Regarding your t-tests, you should keep in mind that they test against a "true" mean. Given the number of values for each matrix and the confidence intervals it's not too difficult to guess the standard deviation on your results. This is a measure of the "spread" of your results. Now the error on your mean is calculated as the standard deviation of your results divided by the number of observations. And the confidence interval is calculated by multiplying that standard error with appx. 2.

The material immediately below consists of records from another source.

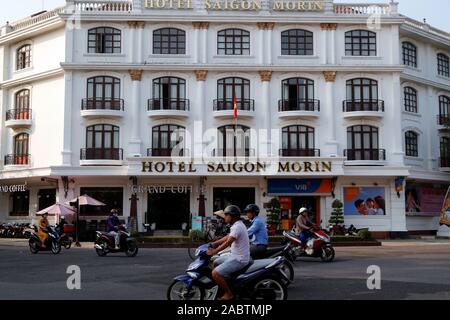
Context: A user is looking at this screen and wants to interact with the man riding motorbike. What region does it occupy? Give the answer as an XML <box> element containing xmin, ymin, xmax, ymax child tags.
<box><xmin>106</xmin><ymin>209</ymin><xmax>121</xmax><ymax>249</ymax></box>
<box><xmin>243</xmin><ymin>204</ymin><xmax>268</xmax><ymax>258</ymax></box>
<box><xmin>38</xmin><ymin>213</ymin><xmax>50</xmax><ymax>248</ymax></box>
<box><xmin>295</xmin><ymin>207</ymin><xmax>317</xmax><ymax>251</ymax></box>
<box><xmin>207</xmin><ymin>205</ymin><xmax>250</xmax><ymax>301</ymax></box>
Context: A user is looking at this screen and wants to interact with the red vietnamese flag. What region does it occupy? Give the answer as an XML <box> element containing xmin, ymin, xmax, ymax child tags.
<box><xmin>233</xmin><ymin>94</ymin><xmax>238</xmax><ymax>119</ymax></box>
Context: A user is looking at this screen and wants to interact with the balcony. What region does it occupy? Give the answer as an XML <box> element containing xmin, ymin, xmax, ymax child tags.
<box><xmin>80</xmin><ymin>99</ymin><xmax>124</xmax><ymax>118</ymax></box>
<box><xmin>279</xmin><ymin>149</ymin><xmax>321</xmax><ymax>157</ymax></box>
<box><xmin>344</xmin><ymin>149</ymin><xmax>386</xmax><ymax>166</ymax></box>
<box><xmin>147</xmin><ymin>99</ymin><xmax>190</xmax><ymax>119</ymax></box>
<box><xmin>278</xmin><ymin>99</ymin><xmax>320</xmax><ymax>119</ymax></box>
<box><xmin>5</xmin><ymin>109</ymin><xmax>32</xmax><ymax>128</ymax></box>
<box><xmin>342</xmin><ymin>100</ymin><xmax>385</xmax><ymax>119</ymax></box>
<box><xmin>213</xmin><ymin>99</ymin><xmax>255</xmax><ymax>118</ymax></box>
<box><xmin>212</xmin><ymin>148</ymin><xmax>255</xmax><ymax>158</ymax></box>
<box><xmin>440</xmin><ymin>157</ymin><xmax>450</xmax><ymax>171</ymax></box>
<box><xmin>147</xmin><ymin>148</ymin><xmax>189</xmax><ymax>157</ymax></box>
<box><xmin>80</xmin><ymin>148</ymin><xmax>123</xmax><ymax>166</ymax></box>
<box><xmin>4</xmin><ymin>154</ymin><xmax>31</xmax><ymax>167</ymax></box>
<box><xmin>437</xmin><ymin>115</ymin><xmax>450</xmax><ymax>130</ymax></box>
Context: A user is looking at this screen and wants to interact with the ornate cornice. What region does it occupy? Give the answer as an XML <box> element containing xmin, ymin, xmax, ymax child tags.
<box><xmin>320</xmin><ymin>23</ymin><xmax>338</xmax><ymax>31</ymax></box>
<box><xmin>257</xmin><ymin>22</ymin><xmax>275</xmax><ymax>30</ymax></box>
<box><xmin>192</xmin><ymin>22</ymin><xmax>210</xmax><ymax>30</ymax></box>
<box><xmin>195</xmin><ymin>70</ymin><xmax>208</xmax><ymax>81</ymax></box>
<box><xmin>129</xmin><ymin>69</ymin><xmax>143</xmax><ymax>81</ymax></box>
<box><xmin>259</xmin><ymin>70</ymin><xmax>272</xmax><ymax>82</ymax></box>
<box><xmin>128</xmin><ymin>21</ymin><xmax>146</xmax><ymax>29</ymax></box>
<box><xmin>323</xmin><ymin>71</ymin><xmax>337</xmax><ymax>82</ymax></box>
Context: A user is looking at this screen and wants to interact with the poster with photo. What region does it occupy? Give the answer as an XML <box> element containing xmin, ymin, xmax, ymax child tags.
<box><xmin>405</xmin><ymin>183</ymin><xmax>448</xmax><ymax>216</ymax></box>
<box><xmin>344</xmin><ymin>187</ymin><xmax>386</xmax><ymax>216</ymax></box>
<box><xmin>439</xmin><ymin>187</ymin><xmax>450</xmax><ymax>227</ymax></box>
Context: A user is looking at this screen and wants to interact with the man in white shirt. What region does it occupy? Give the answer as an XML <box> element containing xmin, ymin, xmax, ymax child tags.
<box><xmin>208</xmin><ymin>205</ymin><xmax>250</xmax><ymax>301</ymax></box>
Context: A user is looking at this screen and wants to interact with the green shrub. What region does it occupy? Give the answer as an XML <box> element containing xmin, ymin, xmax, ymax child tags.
<box><xmin>356</xmin><ymin>228</ymin><xmax>371</xmax><ymax>240</ymax></box>
<box><xmin>189</xmin><ymin>229</ymin><xmax>205</xmax><ymax>241</ymax></box>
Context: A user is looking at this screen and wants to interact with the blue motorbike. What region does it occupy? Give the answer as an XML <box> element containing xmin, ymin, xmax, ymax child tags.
<box><xmin>167</xmin><ymin>244</ymin><xmax>289</xmax><ymax>300</ymax></box>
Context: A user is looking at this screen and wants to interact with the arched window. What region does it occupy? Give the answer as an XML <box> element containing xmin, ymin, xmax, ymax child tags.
<box><xmin>438</xmin><ymin>53</ymin><xmax>449</xmax><ymax>77</ymax></box>
<box><xmin>345</xmin><ymin>30</ymin><xmax>376</xmax><ymax>56</ymax></box>
<box><xmin>16</xmin><ymin>44</ymin><xmax>31</xmax><ymax>70</ymax></box>
<box><xmin>441</xmin><ymin>137</ymin><xmax>450</xmax><ymax>168</ymax></box>
<box><xmin>215</xmin><ymin>77</ymin><xmax>253</xmax><ymax>111</ymax></box>
<box><xmin>88</xmin><ymin>27</ymin><xmax>121</xmax><ymax>54</ymax></box>
<box><xmin>281</xmin><ymin>125</ymin><xmax>317</xmax><ymax>156</ymax></box>
<box><xmin>150</xmin><ymin>124</ymin><xmax>186</xmax><ymax>156</ymax></box>
<box><xmin>344</xmin><ymin>78</ymin><xmax>382</xmax><ymax>112</ymax></box>
<box><xmin>217</xmin><ymin>125</ymin><xmax>251</xmax><ymax>157</ymax></box>
<box><xmin>84</xmin><ymin>76</ymin><xmax>122</xmax><ymax>110</ymax></box>
<box><xmin>280</xmin><ymin>78</ymin><xmax>316</xmax><ymax>111</ymax></box>
<box><xmin>217</xmin><ymin>29</ymin><xmax>250</xmax><ymax>55</ymax></box>
<box><xmin>153</xmin><ymin>28</ymin><xmax>186</xmax><ymax>54</ymax></box>
<box><xmin>84</xmin><ymin>124</ymin><xmax>121</xmax><ymax>160</ymax></box>
<box><xmin>402</xmin><ymin>42</ymin><xmax>417</xmax><ymax>68</ymax></box>
<box><xmin>12</xmin><ymin>133</ymin><xmax>30</xmax><ymax>165</ymax></box>
<box><xmin>404</xmin><ymin>87</ymin><xmax>418</xmax><ymax>113</ymax></box>
<box><xmin>439</xmin><ymin>95</ymin><xmax>450</xmax><ymax>125</ymax></box>
<box><xmin>405</xmin><ymin>131</ymin><xmax>419</xmax><ymax>157</ymax></box>
<box><xmin>281</xmin><ymin>29</ymin><xmax>313</xmax><ymax>56</ymax></box>
<box><xmin>7</xmin><ymin>89</ymin><xmax>31</xmax><ymax>121</ymax></box>
<box><xmin>150</xmin><ymin>77</ymin><xmax>188</xmax><ymax>110</ymax></box>
<box><xmin>346</xmin><ymin>125</ymin><xmax>383</xmax><ymax>160</ymax></box>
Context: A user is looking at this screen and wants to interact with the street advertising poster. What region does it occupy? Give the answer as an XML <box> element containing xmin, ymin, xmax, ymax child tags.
<box><xmin>439</xmin><ymin>187</ymin><xmax>450</xmax><ymax>227</ymax></box>
<box><xmin>344</xmin><ymin>187</ymin><xmax>386</xmax><ymax>216</ymax></box>
<box><xmin>405</xmin><ymin>183</ymin><xmax>448</xmax><ymax>216</ymax></box>
<box><xmin>191</xmin><ymin>216</ymin><xmax>203</xmax><ymax>231</ymax></box>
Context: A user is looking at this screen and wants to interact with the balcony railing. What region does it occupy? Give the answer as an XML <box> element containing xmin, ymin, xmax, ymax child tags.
<box><xmin>6</xmin><ymin>109</ymin><xmax>32</xmax><ymax>121</ymax></box>
<box><xmin>148</xmin><ymin>99</ymin><xmax>190</xmax><ymax>111</ymax></box>
<box><xmin>279</xmin><ymin>149</ymin><xmax>321</xmax><ymax>157</ymax></box>
<box><xmin>72</xmin><ymin>1</ymin><xmax>133</xmax><ymax>12</ymax></box>
<box><xmin>212</xmin><ymin>148</ymin><xmax>255</xmax><ymax>157</ymax></box>
<box><xmin>440</xmin><ymin>157</ymin><xmax>450</xmax><ymax>168</ymax></box>
<box><xmin>81</xmin><ymin>98</ymin><xmax>124</xmax><ymax>111</ymax></box>
<box><xmin>344</xmin><ymin>149</ymin><xmax>386</xmax><ymax>161</ymax></box>
<box><xmin>334</xmin><ymin>3</ymin><xmax>393</xmax><ymax>16</ymax></box>
<box><xmin>213</xmin><ymin>99</ymin><xmax>255</xmax><ymax>111</ymax></box>
<box><xmin>437</xmin><ymin>114</ymin><xmax>450</xmax><ymax>126</ymax></box>
<box><xmin>80</xmin><ymin>148</ymin><xmax>123</xmax><ymax>160</ymax></box>
<box><xmin>343</xmin><ymin>100</ymin><xmax>385</xmax><ymax>112</ymax></box>
<box><xmin>278</xmin><ymin>99</ymin><xmax>320</xmax><ymax>112</ymax></box>
<box><xmin>4</xmin><ymin>154</ymin><xmax>30</xmax><ymax>165</ymax></box>
<box><xmin>147</xmin><ymin>148</ymin><xmax>189</xmax><ymax>157</ymax></box>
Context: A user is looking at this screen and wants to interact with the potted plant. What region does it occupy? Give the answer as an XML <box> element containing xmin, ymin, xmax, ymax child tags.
<box><xmin>266</xmin><ymin>197</ymin><xmax>281</xmax><ymax>235</ymax></box>
<box><xmin>329</xmin><ymin>199</ymin><xmax>345</xmax><ymax>235</ymax></box>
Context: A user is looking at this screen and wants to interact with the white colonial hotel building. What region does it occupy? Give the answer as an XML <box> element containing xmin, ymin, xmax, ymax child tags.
<box><xmin>0</xmin><ymin>0</ymin><xmax>449</xmax><ymax>237</ymax></box>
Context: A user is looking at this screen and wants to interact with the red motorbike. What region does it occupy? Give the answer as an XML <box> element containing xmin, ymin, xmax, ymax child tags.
<box><xmin>283</xmin><ymin>227</ymin><xmax>335</xmax><ymax>262</ymax></box>
<box><xmin>94</xmin><ymin>225</ymin><xmax>138</xmax><ymax>257</ymax></box>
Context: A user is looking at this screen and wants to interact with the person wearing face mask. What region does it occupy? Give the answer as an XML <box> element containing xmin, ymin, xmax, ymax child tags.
<box><xmin>106</xmin><ymin>209</ymin><xmax>121</xmax><ymax>249</ymax></box>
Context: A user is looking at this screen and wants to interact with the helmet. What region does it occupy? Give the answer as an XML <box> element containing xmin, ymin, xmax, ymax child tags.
<box><xmin>60</xmin><ymin>216</ymin><xmax>65</xmax><ymax>220</ymax></box>
<box><xmin>243</xmin><ymin>204</ymin><xmax>260</xmax><ymax>215</ymax></box>
<box><xmin>299</xmin><ymin>207</ymin><xmax>308</xmax><ymax>215</ymax></box>
<box><xmin>224</xmin><ymin>205</ymin><xmax>241</xmax><ymax>218</ymax></box>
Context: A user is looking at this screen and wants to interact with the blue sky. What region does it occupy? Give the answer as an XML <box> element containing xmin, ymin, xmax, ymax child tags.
<box><xmin>1</xmin><ymin>0</ymin><xmax>450</xmax><ymax>32</ymax></box>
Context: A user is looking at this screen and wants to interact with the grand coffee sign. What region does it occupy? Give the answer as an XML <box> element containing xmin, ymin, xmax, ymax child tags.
<box><xmin>141</xmin><ymin>160</ymin><xmax>333</xmax><ymax>174</ymax></box>
<box><xmin>144</xmin><ymin>0</ymin><xmax>325</xmax><ymax>11</ymax></box>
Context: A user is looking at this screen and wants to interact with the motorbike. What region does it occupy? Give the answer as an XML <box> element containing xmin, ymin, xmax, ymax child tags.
<box><xmin>167</xmin><ymin>244</ymin><xmax>289</xmax><ymax>300</ymax></box>
<box><xmin>56</xmin><ymin>224</ymin><xmax>74</xmax><ymax>249</ymax></box>
<box><xmin>212</xmin><ymin>243</ymin><xmax>295</xmax><ymax>285</ymax></box>
<box><xmin>283</xmin><ymin>227</ymin><xmax>335</xmax><ymax>262</ymax></box>
<box><xmin>94</xmin><ymin>224</ymin><xmax>138</xmax><ymax>257</ymax></box>
<box><xmin>23</xmin><ymin>224</ymin><xmax>37</xmax><ymax>239</ymax></box>
<box><xmin>29</xmin><ymin>226</ymin><xmax>62</xmax><ymax>254</ymax></box>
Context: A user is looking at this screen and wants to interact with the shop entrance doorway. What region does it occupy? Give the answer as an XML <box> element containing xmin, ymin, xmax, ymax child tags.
<box><xmin>289</xmin><ymin>196</ymin><xmax>321</xmax><ymax>225</ymax></box>
<box><xmin>147</xmin><ymin>191</ymin><xmax>190</xmax><ymax>230</ymax></box>
<box><xmin>213</xmin><ymin>188</ymin><xmax>255</xmax><ymax>212</ymax></box>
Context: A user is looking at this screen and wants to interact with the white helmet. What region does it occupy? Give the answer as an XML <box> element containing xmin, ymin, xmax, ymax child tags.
<box><xmin>299</xmin><ymin>207</ymin><xmax>308</xmax><ymax>214</ymax></box>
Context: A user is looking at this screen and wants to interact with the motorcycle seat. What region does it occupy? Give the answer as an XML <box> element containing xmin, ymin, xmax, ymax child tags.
<box><xmin>244</xmin><ymin>259</ymin><xmax>277</xmax><ymax>274</ymax></box>
<box><xmin>264</xmin><ymin>246</ymin><xmax>285</xmax><ymax>255</ymax></box>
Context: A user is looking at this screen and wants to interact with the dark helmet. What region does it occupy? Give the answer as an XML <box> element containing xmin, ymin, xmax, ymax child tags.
<box><xmin>224</xmin><ymin>205</ymin><xmax>241</xmax><ymax>218</ymax></box>
<box><xmin>244</xmin><ymin>204</ymin><xmax>260</xmax><ymax>215</ymax></box>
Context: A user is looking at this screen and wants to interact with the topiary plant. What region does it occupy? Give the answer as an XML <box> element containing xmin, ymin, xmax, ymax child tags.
<box><xmin>329</xmin><ymin>199</ymin><xmax>344</xmax><ymax>226</ymax></box>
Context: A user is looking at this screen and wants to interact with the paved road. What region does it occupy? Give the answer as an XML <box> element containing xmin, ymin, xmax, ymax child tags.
<box><xmin>1</xmin><ymin>239</ymin><xmax>450</xmax><ymax>300</ymax></box>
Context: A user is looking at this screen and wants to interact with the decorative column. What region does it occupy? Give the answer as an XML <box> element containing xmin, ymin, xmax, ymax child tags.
<box><xmin>390</xmin><ymin>72</ymin><xmax>404</xmax><ymax>165</ymax></box>
<box><xmin>259</xmin><ymin>70</ymin><xmax>272</xmax><ymax>156</ymax></box>
<box><xmin>257</xmin><ymin>23</ymin><xmax>266</xmax><ymax>65</ymax></box>
<box><xmin>323</xmin><ymin>71</ymin><xmax>338</xmax><ymax>156</ymax></box>
<box><xmin>136</xmin><ymin>22</ymin><xmax>145</xmax><ymax>63</ymax></box>
<box><xmin>128</xmin><ymin>21</ymin><xmax>146</xmax><ymax>63</ymax></box>
<box><xmin>192</xmin><ymin>22</ymin><xmax>202</xmax><ymax>63</ymax></box>
<box><xmin>129</xmin><ymin>176</ymin><xmax>138</xmax><ymax>233</ymax></box>
<box><xmin>194</xmin><ymin>70</ymin><xmax>208</xmax><ymax>158</ymax></box>
<box><xmin>320</xmin><ymin>24</ymin><xmax>337</xmax><ymax>64</ymax></box>
<box><xmin>200</xmin><ymin>22</ymin><xmax>210</xmax><ymax>64</ymax></box>
<box><xmin>266</xmin><ymin>23</ymin><xmax>275</xmax><ymax>65</ymax></box>
<box><xmin>127</xmin><ymin>21</ymin><xmax>137</xmax><ymax>63</ymax></box>
<box><xmin>62</xmin><ymin>71</ymin><xmax>73</xmax><ymax>165</ymax></box>
<box><xmin>425</xmin><ymin>86</ymin><xmax>435</xmax><ymax>170</ymax></box>
<box><xmin>128</xmin><ymin>69</ymin><xmax>143</xmax><ymax>157</ymax></box>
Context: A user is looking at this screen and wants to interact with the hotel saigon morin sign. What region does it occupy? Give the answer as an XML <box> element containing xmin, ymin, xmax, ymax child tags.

This confidence interval contains the true mean in 95% of the cases. So if the true mean is exactly at the border of that interval, the p-value is 0.05 the further away the mean, the lower the p-value. This can be interpreted as the chance that the values you have in matrix 2, 3 or 4 come from a population with a mean as in matrix 1. If you see your p-values, these chances can be said to be non-existent.
So you see that when the number of values get high, the confidence interval becomes smaller and the t-test becomes very sensitive. What this tells you, is nothing more that the three matrices differ significantly from the mean. If you have to choose one, I'd take a look at the distributions anyway. Otherwise the one with the closest mean seems a good guess. If you want to get deeper into this, you could also ask on stats.stackexchange.com
Your question and your method aren't really clear :
Is the distribution equal in all columns? This is important, as two distributions can have the same mean, but differ significantly :
is there a reason why you don't use the Central Limit Theorem? This seems to me like a very complex way of obtaining a result that can easily be found using the fact that the distribution of a mean approaches a normal distribution where sd(mean) = sd(observations)/number of observations. Saves you quite some work -if the distributions are alike! -
Now if the question is really the comparison of distributions, you should consider looking at a qqplot for a general idea, and at a 2-sample kolmogorov-smirnov test for formal testing. But please read in on this test, as you have to understand what it does in order to interprete the results correctly.
On a sidenote : if you do this test on multiple cases, make sure you understand the problem of multiple comparisons and use the appropriate correction, eg. Bonferroni or Dunn-Sidak.